There is no clear moral to VOTE VOTE VOTE, by the last scene Nigel appears to have given up on electoral politics, much as Potter himself did. In his recent after-dinner gaff, John Humphrys was quoted out of context as having accused all politicians of dishonesty. In fact, he made a far more interesting point: that the nature of the political game is such that dishonesty is sometimes called for. Be it in their assessment of the current economic situation or their attempts to influence the national mood, it is sometimes necessary for politicians to lie, and a politician who doesn’t would be negligent. This is a position which I suspect would find favor with Jack Hay, yet for most of us this doesn’t seem a particularly desirable state of affairs. Could we ever trust a person who has spent their entire career bending the truth for what they believe? It is surely a very slippery  psychological  slope – you might even end up believing in WMD.

Yet, as Barton realizes, this is not the fault of individuals. In his final tirade it is not individual politicians he criticizes, but the structural demands of politics itself. It is the process of standing as a candidate which is corrupting, irrespective of the individual. There is none of the salvation we expect from the narrative of commercial cinema. No honest man makes good in the face of a corrupt world. When faced with the realities of the political machine, the honest man realizes that he must necessarily be corrupted if he is to take part. When so much of our culture is based on the modernist ideal of the heroic male individual standing up to a hostile world and changing it in his own image, this alternative narrative is an uncomfortable one.

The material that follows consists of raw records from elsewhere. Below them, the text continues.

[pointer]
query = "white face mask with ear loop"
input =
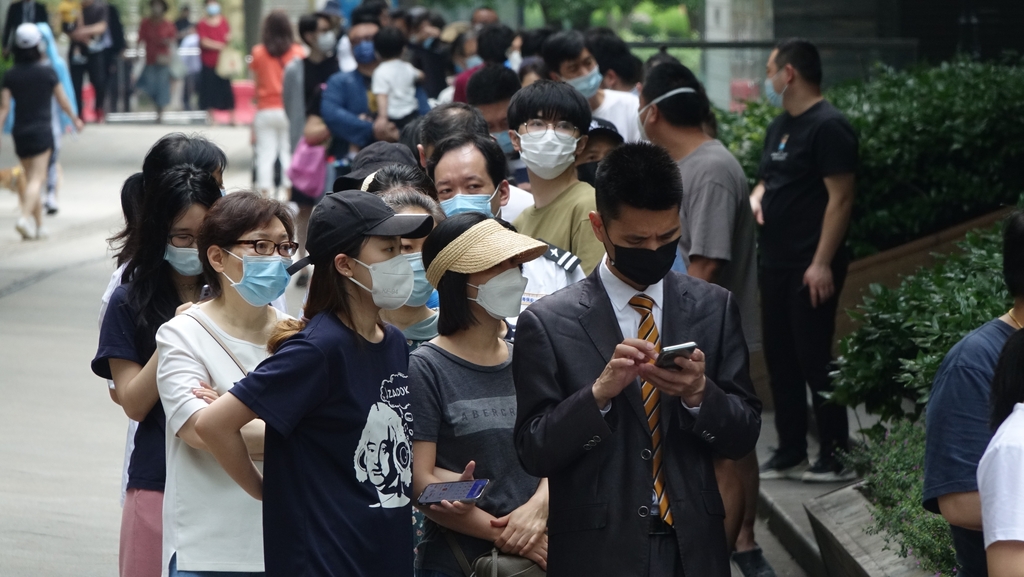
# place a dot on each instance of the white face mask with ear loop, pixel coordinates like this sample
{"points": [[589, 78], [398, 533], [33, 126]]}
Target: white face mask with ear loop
{"points": [[683, 90]]}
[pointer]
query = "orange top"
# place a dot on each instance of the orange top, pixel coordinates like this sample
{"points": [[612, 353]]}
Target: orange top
{"points": [[269, 73]]}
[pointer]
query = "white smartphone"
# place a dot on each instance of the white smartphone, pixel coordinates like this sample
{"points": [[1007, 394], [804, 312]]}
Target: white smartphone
{"points": [[464, 491], [667, 359]]}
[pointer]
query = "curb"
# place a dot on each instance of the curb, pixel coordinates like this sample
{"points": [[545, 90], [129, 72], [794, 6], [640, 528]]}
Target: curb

It is much easier is to attach our criticisms to an individual rather than blame the system itself for the failings of our politicians. To suggest that the way the system is structured is the main influence on human agency does not do a great deal for our belief in free will. Yet when individuals from every shade of politics, every conceivable background and across every era in history display the same characteristics when put in the same systems, perhaps it is time we started questioning the institutions and not blaming the individuals. Yet 40 years on we are once again confronted with the paralyzing feeling that this is the only way. Perhaps it is.